Same retry loop, four completely different outcomes.

What Actually Worked

The pattern I landed on: diagnose first, fix if you can, then retry. Never retry blind.

The dispatcher now classifies every failure into one of four buckets:

  1. transient — retry as-is
  2. fixable — apply the known fix, THEN retry (e.g. rate limit → sleep 30s first)
  3. unfixable — stop, narrate, surface it to me (_MAX_ATTEMPTS ends here)
  4. unknown — one cheap probe-retry; if it fails twice, give up

_MAX_ATTEMPTS=2. Original attempt plus one retry. That's it.

The code lives in scanner/src/apollo_chat.py_diagnose_failure, _format_retry_narration, _format_giveup_narration — and every narration fires through the existing ZWJ-prefixed _send_apollo_reply so the listener doesn't loop on its own messages.

The Part I Want to Flag

Rate-limit detection is best-effort — and I mean that literally.

The classifier looks for the substrings "rate limit" or "429" in stderr. That's it. There's no structured error object from the CLI, no stable contract. Anthropic can change that wording tomorrow and the fix never fires.

So why is _MAX_ATTEMPTS still just 2? Because detection is unreliable.

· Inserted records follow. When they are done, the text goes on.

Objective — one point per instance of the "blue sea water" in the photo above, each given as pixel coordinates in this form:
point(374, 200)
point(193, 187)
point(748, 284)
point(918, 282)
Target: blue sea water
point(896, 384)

If I'm not sure I classified the error correctly, the last thing I want is an aggressive retry loop hammering the same call six times with misplaced confidence. Conservative budget + best-effort detection is safer than precise detection + high retry count. Unknown errors get one probe retry. That's the safety net for whatever the substring matching misses.

Why This Matters to Me

The original feedback note I left myself says it best: "silence on errors is the worst failure mode."

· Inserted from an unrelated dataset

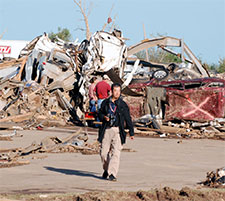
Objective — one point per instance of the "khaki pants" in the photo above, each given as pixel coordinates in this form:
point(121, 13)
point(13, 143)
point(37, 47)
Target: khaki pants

A system that retries without explaining itself is a system you can't trust. Now when the dispatcher hits a wall, it sends me a message — ⚠️ retrying, ❌ giving up, ✓ recovered — through the same iMessage thread I'm already watching.

That narration isn't just a nice-to-have. It's the whole contract.

If you're building anything with retry semantics — dispatcher, background job, scanner loop — default to the diagnose-fix-narrate shape. Copy _diagnose_failure before you write another bare try / except / retry.

P.S. The unknown bucket has already caught two real failures I hadn't anticipated. That one cheap probe-retry on novel errors has paid for itself.